Tuesday, November 06, 2007

TOILET EQUALITY OF THE SEXES

Being that November 19th, World Toilet Day, is almost upon (or beneath) us, couldn't help but note this news item. After all - using the toilet is part of our daily life. Right?

Seems that public bathrooms are an uncommon source of controversy with experts arguing over how their usage can avoid discrimination by class or sex.

Actually I have to confess it never entered my mind as to using the toilet being a discriminating act but then go know...

"In the USA, but also in many other parts of the world - including India ... issues having to do with human waste are taboo from public discussion. It is a last frontier," said Harvey Molotch, a professor of cultural analysis at New York University (NYU).

To be honest it's not a topic most likely many of us think about. Write about, however...

At a conference in New York City organised by NYU and the New York Architecture Centre, architects, sociologists, designers, activists, health officials and city leaders have gathered to discuss how the toilets of the future might be overhauled, and debate the potential civic and social effects.

The conference also saw the premiere of the film "Q2P", written and directed by India's Paromita Vohra.

The documentary, filmed in Mumbai with its title an abbreviation of "queue to pee," takes a long look - 55 minutes worth - at public facilities. The film depicts who uses public toilets including sexual, social and even caste nuances.

One (me) wonders the methodology used and who actually held the camera and whether or not said person(s) entered the hallowed internal world of the bathroom and/or stall.

The conference, "Outing the water closet," according to NYU, aims to reconsider and rebuild the public toilet.

Oh? Now bathrooms are being..."outed"? What were they before one wonders...

Parallel to the gathering in New York, some 170 delegates from dozens of countries were attending in India another international conference on access to bathrooms.

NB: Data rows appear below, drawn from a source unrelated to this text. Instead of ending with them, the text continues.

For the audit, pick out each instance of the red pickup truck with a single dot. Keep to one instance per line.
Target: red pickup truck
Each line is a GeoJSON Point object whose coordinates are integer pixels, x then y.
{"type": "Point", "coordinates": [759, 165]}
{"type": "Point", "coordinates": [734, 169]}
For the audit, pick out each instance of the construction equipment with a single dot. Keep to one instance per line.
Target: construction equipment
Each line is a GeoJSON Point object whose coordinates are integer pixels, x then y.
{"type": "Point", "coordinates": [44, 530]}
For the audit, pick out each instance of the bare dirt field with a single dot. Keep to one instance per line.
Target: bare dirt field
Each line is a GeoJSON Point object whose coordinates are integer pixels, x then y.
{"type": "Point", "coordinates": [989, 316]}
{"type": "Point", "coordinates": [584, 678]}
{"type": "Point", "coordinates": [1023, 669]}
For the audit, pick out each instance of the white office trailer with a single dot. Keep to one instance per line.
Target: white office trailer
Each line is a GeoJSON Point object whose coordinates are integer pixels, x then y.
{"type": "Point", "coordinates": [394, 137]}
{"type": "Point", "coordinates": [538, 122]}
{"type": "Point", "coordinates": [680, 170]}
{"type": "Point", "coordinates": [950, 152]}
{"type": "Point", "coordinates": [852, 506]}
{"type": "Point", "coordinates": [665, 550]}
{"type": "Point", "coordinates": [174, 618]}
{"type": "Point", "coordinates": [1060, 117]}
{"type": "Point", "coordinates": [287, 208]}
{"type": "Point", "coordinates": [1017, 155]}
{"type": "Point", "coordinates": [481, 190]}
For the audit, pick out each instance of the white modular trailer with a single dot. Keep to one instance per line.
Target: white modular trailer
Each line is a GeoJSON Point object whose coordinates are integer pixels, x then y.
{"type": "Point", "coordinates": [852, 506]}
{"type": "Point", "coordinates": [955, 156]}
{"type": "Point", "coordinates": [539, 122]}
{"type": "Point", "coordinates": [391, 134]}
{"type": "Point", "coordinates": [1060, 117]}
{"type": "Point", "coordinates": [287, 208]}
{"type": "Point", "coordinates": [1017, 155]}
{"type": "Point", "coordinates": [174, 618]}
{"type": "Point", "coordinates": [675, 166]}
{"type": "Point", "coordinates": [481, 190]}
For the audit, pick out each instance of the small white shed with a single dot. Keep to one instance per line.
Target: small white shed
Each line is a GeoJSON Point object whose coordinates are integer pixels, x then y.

Non-governmental groups such as the German Toilet Organisation were to press their campaign for a universal right to clean lavatories, especially for women.

"Access to appropriate sanitation is a human right," reads one of the group's slogans. "It's time to break the 'toilet taboo'."

"This silence disables everyone to some degree, but particularly certain groups - women most clearly," Mr Molotch said of the taboos on discussing the issue in some countries.